子が産まれると同時に宿主は死ぬが、それまでは意識があるまま触手に操られて動くことになるので、腕がもげようが足が曲がろうが強制的に動かされる苦痛を考えれば死ぬことの方が宿主になった生物からしてみれば幸福なことだろう。
「よりにもよって性獣が相手か……厄介だな」
ルードスから受けた報告と自分が戦った相手のことを考えれば、おそらく今回攻めてきている亜人種は性獣に分類されるものがほとんどを占めるのだろうと予想ができる。
人間相手にどの様な方法かは別として子を強制的に産ませる彼等は、忌み嫌われる亜人種や魔物の代表格である。

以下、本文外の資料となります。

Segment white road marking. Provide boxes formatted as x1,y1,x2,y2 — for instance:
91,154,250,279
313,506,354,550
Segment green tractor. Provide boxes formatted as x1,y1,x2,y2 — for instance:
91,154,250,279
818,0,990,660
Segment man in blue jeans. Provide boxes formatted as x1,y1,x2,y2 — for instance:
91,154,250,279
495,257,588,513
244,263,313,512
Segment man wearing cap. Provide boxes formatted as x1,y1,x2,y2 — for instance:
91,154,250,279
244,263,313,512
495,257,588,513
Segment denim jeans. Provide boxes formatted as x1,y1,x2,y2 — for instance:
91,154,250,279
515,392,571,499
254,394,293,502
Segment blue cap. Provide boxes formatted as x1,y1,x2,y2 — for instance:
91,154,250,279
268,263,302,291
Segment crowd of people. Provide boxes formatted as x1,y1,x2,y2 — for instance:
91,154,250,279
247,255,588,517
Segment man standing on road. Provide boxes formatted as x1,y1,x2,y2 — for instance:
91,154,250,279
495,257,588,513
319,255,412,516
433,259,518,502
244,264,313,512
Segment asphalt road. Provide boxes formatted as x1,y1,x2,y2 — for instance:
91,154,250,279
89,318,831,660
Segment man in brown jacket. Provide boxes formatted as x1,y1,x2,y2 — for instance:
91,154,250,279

「これ以上被害を増やすわけにも行きませんね。とりあえず各村への警戒が最優先でしょうか」
「俺と近衛二人でここに残って敵の捜索。残りは固まって村人の避難で良いんじゃないか? オペはどう思う?」
「私はそれで構わない。うちの物にもこちらに来るよう連絡を入れておこう」
アルキゴスの言葉に対して同意の意を示したオペラシオンは、何かを宮廷魔術師に告げると問題ないとばかりに頭を縦に振る。
オペラシオンの家系はヴァスィリオ家にも匹敵するほどの武官の家柄であり、その権力は王国内においても中々のものだ。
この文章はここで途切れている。